それぞれ、160℃に予熱したオーブンで約40分焼きます。イチジクと紅茶のパウンドケーキは、焼きはじめて15分ごろに、飾り用のドライイチジクをのせます(焼く前にのせるとイチジクの重さで沈んでしまうので、途中でのせます)。表面がふっくらと膨らみ、竹串を刺して生地がついてこなければ焼き上がり。パウンド型と生地の間にナイフを入れて型からはずし、ケーキクーラーの上にのせて粗熱を取ります。

Step 7
完成!

切り分けるタイミングは、型からはずしてケーキクーラーにのせ、水分が全体に回って粗熱が取れたところが目安です。高温多湿を避け、冷暗所で約1週間保存可能です。

Chef’s Voice

「バターと卵を室温に戻しておくこと、生地の仕上げにしっかりと泡立てたメレンゲを加えることがきめ細かくしっとりと焼き上げるポイントです。
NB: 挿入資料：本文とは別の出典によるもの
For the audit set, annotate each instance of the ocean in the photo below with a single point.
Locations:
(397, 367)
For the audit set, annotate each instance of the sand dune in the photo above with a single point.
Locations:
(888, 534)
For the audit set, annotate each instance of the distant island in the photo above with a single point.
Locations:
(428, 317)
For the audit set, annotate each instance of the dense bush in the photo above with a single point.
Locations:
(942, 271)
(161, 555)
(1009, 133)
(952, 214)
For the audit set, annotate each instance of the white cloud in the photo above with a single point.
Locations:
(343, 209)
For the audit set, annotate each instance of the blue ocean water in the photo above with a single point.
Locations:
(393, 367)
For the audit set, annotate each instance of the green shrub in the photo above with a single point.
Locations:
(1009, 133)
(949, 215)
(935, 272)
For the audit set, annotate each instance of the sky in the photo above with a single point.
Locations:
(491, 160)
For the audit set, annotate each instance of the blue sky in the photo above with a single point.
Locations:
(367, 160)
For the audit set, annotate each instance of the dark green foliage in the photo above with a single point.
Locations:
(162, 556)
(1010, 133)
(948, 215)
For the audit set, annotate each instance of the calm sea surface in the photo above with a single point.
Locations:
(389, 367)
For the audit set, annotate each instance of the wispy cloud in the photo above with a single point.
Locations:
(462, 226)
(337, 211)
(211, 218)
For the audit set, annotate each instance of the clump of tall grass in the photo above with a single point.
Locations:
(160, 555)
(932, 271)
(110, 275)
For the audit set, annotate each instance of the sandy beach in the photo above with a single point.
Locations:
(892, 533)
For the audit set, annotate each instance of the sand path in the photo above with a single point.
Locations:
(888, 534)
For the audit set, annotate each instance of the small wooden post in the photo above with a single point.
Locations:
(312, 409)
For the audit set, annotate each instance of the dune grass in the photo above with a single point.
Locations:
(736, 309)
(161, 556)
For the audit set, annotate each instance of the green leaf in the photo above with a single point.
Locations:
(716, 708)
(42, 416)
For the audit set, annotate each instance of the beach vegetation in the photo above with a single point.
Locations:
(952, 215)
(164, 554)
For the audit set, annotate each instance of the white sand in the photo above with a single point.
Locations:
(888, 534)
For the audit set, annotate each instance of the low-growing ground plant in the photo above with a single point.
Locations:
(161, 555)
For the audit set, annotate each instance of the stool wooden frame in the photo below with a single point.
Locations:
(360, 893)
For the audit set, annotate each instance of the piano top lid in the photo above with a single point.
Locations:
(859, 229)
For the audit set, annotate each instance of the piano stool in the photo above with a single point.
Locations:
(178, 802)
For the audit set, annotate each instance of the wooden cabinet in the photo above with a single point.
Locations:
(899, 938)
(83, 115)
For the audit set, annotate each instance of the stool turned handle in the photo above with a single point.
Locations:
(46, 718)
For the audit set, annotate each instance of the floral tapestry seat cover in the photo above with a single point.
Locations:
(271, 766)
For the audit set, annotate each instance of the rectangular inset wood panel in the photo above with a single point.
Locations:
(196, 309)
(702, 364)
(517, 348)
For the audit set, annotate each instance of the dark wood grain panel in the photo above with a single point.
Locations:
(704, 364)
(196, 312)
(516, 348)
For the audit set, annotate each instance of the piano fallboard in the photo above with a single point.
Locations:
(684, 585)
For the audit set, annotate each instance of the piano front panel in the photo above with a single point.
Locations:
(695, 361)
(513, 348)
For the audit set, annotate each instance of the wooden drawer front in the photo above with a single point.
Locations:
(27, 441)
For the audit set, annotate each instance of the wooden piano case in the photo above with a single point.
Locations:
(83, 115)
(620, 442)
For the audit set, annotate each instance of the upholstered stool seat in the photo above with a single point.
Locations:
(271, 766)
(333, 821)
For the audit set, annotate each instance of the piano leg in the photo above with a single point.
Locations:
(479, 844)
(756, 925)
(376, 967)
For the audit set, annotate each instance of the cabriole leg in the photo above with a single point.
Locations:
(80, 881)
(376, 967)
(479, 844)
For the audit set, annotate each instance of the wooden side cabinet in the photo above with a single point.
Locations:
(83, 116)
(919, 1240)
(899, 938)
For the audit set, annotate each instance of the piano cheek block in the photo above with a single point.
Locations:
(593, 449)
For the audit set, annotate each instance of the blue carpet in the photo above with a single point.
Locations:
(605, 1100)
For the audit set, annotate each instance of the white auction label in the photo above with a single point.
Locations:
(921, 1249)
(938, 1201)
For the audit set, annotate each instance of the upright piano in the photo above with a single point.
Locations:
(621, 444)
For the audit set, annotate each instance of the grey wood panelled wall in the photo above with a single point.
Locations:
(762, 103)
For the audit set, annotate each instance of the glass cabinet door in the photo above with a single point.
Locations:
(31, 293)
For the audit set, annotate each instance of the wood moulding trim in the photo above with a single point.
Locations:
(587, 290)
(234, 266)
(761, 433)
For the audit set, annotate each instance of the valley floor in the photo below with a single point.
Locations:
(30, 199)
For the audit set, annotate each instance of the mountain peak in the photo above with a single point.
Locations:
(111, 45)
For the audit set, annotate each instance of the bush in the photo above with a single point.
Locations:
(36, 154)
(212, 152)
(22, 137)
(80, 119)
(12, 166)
りんごのパウンドケーキは、りんごの水分が多いため、冷蔵庫に入れて保存しましょう。今回、作りやすくするために計4台分の分量になっていますが、日持ちする焼き菓子なので多めに作ってみてください。日がたつにつれ、おいしさが変化するのもパウンドケーキの魅力です。常温になったパウンドケーキは、電子レンジ(500W)で15秒ほど温めると、しっとり感がさらに増します」

レコルト[カプセルカッター キャトル][ハンディブレンダー スリム プラス]を使ってみて

「りんごのジャムを作るときに[カプセルカッター キャトル]をはじめて使ったのですが、りんごが一瞬で細かくなってびっくりしました。イメージしていたよりもパワーがありますね。業務用のフードプロセッサーは果肉が細かくなりすぎて、ジュース状になってしまうことがあるのですが、[カプセルカッター キャトル]は加減の調節がしやすく、サイズ的にもパワーも最適だと思いました。今回、生地に加えたメレンゲは、手元で2度撹拌する必要があるのですが、[ハンディブレンダー スリム プラス]は手早く泡立てることができ、とても使いやすかったです。ハンディブレンダーを作業中に立てて置けるところも便利だなと思いました」

Restaurant Information

Kogasaka Bake

こがさかベイク

東京都町田市高ヶ坂5-12-1
電話 042-860-6996
11:00~17:00
水曜日定休
https://www.kogasaka-bake.com/

Photos_Keiko Ichihara Text_Yukari Akiyama Edit_Ayumi Kinoshita(POLYVALENT), Jun Asami(EATer)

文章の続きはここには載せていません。